As it happened, Gordon and Kristin Ellison-Oslin were getting ready to put a rental house up for sale, in part to fund their upcoming retirement. Devoted Christians, they realized they were in a position to help. The next day, they visited Disharoon at Sand Point. “We were taken by what a charming family she had,” Gordon Ellison-Oslin said.
The couple offered to postpone selling their house and rent it to Disharoon instead. She couldn’t believe their kindness.
It’s just cutthroat out there.” - housing advocate Stacey Marron, on the Seattle housing market
But there were hoops to jump through, including an SHA inspection to make sure the house met federal regulations for subsidized tenants.
“We’re so sorry,” Gordon Ellison-Oslin said in a voice mail he left for her afterward. The inspection had turned up lead paint, deemed unsafe for children under 6. It would take $10,000 to fix. “We just don’t have it.”
SHA used its discretion to grant Disharoon another 60 days. But that was likely to be her only extension.
“We’re supposed to get people housed within 120 days,” Setel said. Going much beyond that risks a slap on the wrist from the feds. She said the authority had recently launched new programs to help, including one that recruited willing landlords.
Hard deadline
By September, Disharoon was running out of time even to stay at Solid Ground’s transitional facility. She had gotten an extra month’s grace. Yet, she and the families in the 26 other units there have a hard deadline of Jan. 31 to move out.
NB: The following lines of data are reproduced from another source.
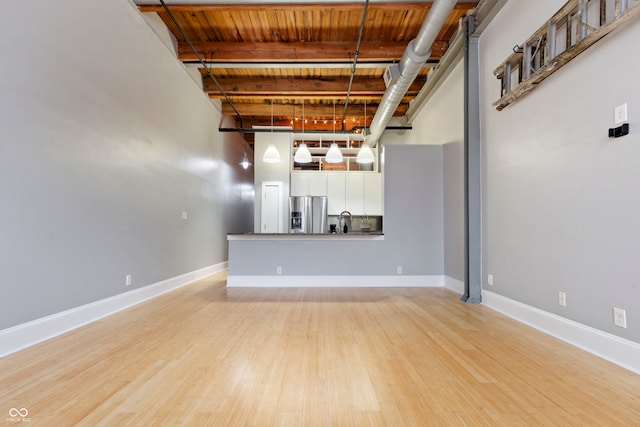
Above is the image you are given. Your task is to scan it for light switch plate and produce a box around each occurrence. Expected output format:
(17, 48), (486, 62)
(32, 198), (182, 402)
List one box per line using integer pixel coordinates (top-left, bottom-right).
(614, 102), (628, 125)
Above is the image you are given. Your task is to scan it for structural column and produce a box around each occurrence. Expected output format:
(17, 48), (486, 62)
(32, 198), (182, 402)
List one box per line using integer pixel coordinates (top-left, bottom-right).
(461, 15), (482, 304)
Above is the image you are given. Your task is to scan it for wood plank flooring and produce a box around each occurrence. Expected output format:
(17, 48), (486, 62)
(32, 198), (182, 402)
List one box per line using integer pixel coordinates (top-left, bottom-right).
(0, 274), (640, 427)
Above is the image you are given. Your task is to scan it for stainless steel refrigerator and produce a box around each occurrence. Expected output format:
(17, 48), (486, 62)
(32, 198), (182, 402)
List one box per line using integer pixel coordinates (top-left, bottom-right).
(289, 196), (328, 234)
The transitional facility is itself transitioning into a place where residents can live permanently — part of a larger movement among nonprofits and local governments away from transitional housing. Driven by federal funding, the new philosophy holds that people need immediate access to long-term housing, explains Solid Ground spokesman Mike Buchman.
Often, this approach translates into sending people into the private market with a subsidy — but unlike in the Section 8 program, it’s usually limited to a few months. That makes some landlords even more wary, according to Daniel Malone, director of the Downtown Emergency Service Center, which has experience using this new model.
Those who eventually move into Solid Ground’s remodeled facility won’t need to worry about that. Neither Disharoon nor any of the building’s current residents, however, have dibs on the place. By virtue of the newest bureaucracy around housing policy, those who haven’t found apartments by the end of January will have to call 211 and go through the system all over again.
As she drove to Lee & Associates Management, Disharoon had reason to be hopeful. By being first in line for the Ravenna apartment, she had beaten out three young women who also presented themselves as would-be tenants.
While they had waited outside, the showing agent had given Disharoon a tour and asked: “Are you 100 percent ready to fill out an application?” If so, Disharoon would need to pay nearly $400 in application and “holding” fees. Disharoon was ready.
When she got to the office, she wrote checks and filled out an application.
The next day, however, Disharoon heard from the company’s general manager, who wanted to verify that Disharoon earned 2.5 times the amount of rent, $1,995 a month. Not with her bartender income, she didn’t. That was the point of her voucher.
With the help of her Solid Ground caseworker, she got it sorted out. Still, doubt lingered over her application. SHA’s procedures meant a potential weekslong delay in processing the first rent check.
“I’m sorry, that’s not how it works,” Penney Shelly, Lee & Associates general manager, said in an interview, adding that she wants to be understanding, but doesn’t let anybody move in before they pay rent. The first month may fall to Disharoon.
Then there was the SHA inspection, which the authority won’t do until the unit is empty, on Thursday. That leaves just days to fix any problems before Disharoon is supposed to move in.
“Best gift ever, assuming everything works out,” said Disharoon, whose 36th birthday is weeks away.
If not, her voucher — currently “frozen” while her application is pending — unfreezes. She would then have one day left before it expires.